Midge Raymond is the author of the novel My Last Continent and the award-winning short-story collection Forgetting English. Her writing has appeared in TriQuarterly, American Literary Review, Bellevue Literary Review, the Los Angeles Times magazine, Poets & Writers, and many other publications.
Raymond tells us why she drew inspiration from Antarctica for her debut novel, and how this unusual land of great contrast makes for a great setting.
“It seems like there are two kinds of people who come to Antarctica,” penguin researcher and shipboard naturalist Deb Gardner tells a passenger in My Last Continent. “Those who have run out of places to go, and those who have run out of places to hide.”
While I don’t necessarily share Deb’s view, putting these two categories of people together provided plenty of drama for a novel about our planet’s last frontier.
As a writer, I’ve long been attracted to contrasts, and Antarctica provides a great deal of them, especially when it comes to those who venture there. When these contrasting individuals and groups share the ships headed down to the bottom of the world, we can learn a lot through their interactions and conflicts.
For many tourists, Antarctica is their seventh continent, the last place left to see. For shipboard naturalists, it’s a chance to educate tourists about the creatures they’ve studied all their lives, from penguins to whales to seabirds—as well as a chance to make the passengers’ last continent more than just something to check off their lists.
When I visited Antarctica in 2004, increasing tourism was a hot topic among the naturalists and crew. Among their worries was the fact that larger ships were beginning to enter the region—ships carrying thousands of passengers rather than a hundred or fewer. If something were to happen to a large cruise liner in Antarctica—where research stations and other ships are not hours but days away—it would be a disaster.

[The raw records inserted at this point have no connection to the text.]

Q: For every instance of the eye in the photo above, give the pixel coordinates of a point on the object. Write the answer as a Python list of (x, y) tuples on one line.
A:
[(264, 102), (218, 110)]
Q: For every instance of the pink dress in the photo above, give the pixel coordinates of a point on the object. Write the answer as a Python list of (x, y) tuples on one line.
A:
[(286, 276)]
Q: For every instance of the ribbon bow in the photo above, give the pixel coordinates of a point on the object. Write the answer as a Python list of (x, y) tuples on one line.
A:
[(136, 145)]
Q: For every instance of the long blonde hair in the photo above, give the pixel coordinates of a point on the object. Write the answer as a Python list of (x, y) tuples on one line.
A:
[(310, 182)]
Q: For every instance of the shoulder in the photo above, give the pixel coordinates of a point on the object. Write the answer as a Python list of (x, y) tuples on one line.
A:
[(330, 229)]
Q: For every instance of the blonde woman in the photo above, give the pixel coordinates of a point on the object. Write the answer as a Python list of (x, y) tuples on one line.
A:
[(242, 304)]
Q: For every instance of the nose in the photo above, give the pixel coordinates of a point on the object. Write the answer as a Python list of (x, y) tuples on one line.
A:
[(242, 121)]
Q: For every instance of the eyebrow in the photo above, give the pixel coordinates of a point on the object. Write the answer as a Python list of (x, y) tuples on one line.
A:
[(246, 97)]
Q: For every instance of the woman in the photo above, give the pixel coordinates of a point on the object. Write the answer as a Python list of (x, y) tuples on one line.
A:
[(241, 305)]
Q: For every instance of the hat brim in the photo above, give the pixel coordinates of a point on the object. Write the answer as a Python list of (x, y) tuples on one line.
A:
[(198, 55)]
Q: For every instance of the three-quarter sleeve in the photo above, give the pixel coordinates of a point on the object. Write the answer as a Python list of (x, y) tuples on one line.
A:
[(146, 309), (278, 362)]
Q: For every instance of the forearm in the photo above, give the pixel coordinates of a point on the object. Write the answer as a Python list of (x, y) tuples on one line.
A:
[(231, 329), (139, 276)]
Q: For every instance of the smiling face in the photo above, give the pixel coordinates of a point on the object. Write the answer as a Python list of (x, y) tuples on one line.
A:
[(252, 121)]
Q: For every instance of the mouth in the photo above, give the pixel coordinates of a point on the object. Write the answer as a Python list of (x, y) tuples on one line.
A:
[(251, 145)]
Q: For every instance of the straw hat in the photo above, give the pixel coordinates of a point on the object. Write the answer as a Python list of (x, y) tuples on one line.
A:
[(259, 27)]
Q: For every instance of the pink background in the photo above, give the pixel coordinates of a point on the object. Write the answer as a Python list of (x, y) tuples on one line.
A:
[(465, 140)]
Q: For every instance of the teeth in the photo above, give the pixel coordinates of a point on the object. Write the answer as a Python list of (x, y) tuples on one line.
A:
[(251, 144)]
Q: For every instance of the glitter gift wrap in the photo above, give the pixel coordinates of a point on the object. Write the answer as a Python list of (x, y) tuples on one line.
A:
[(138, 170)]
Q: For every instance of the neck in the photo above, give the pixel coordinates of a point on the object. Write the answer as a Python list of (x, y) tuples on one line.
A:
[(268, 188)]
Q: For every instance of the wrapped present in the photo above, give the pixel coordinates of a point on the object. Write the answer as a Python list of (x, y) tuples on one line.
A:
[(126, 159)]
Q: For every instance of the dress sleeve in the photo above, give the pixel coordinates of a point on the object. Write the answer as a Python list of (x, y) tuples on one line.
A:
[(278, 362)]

Since my visit, tourism in Antarctica has nearly doubled. And, unfortunately, a lot of Antarctic tourism is not about the wildlife but about skiing, fat biking, ice marathons—the sort of adventure that is not at all healthy for such a fragile environment. There are plenty of places to ski and bike and run, but no other place to see Adélie penguins or Weddell seals. These tourists don’t fit into the category of those who want to hide but quite the opposite—those have run out of places to go.
In My Last Continent, Deb and Keller seek solace at the end of the world because they have not been able to find it anywhere else. And, like several expedition naturalists I spoke with, they find themselves conflicted: They know the continent is vulnerable to rapidly expanding tourism, yet they also know that among the best ways to inspire people to protect this icy region is to show it to them.
To be a researcher, like Deb and Keller, is to see firsthand the effects of humankind on the animal kingdom—how such things as climate change and overfishing affects the fate of penguins from Argentina to Antarctica. Similarly, to be a writer is to live a life of constant observation, of seeing things others don’t often see.
Several days into my own Antarctic journey, I witnessed a fellow traveler slip and fall on a patch of ice on the edge of a penguin colony. I appeared to be the only one who saw him, and fortunately he got up immediately, more embarrassed than injured. However, having already heard concerns about accidents at the bottom of the world, I began to wonder: What if this man hadn’t gotten up? This question became the inspiration for a short story, and that story in turn grew into My Last Continent, which envisions an even larger accident in the Southern Ocean, one involving thousands rather than just one.
Antarctica was once the last frontier for explorers, and the continent is rich with the histories of Shackleton, Scott, Amundsen, and Mawson. Yet we are no longer living in the age of discovery—now, we’re in an age of commercialism, in which the continent is under threat from those who are taking its whales and krill, and who have eyes as well for the oil that may be deep beneath its ice.
Antarctica is not as off-limits as it used to be—for those who aim to exploit it as well as those who wish to protect it. Today, all of us have a role to play in saving the planet and its many endangered species—and I hope all who are fortunate enough to visit their last continent return home inspired to preserve it.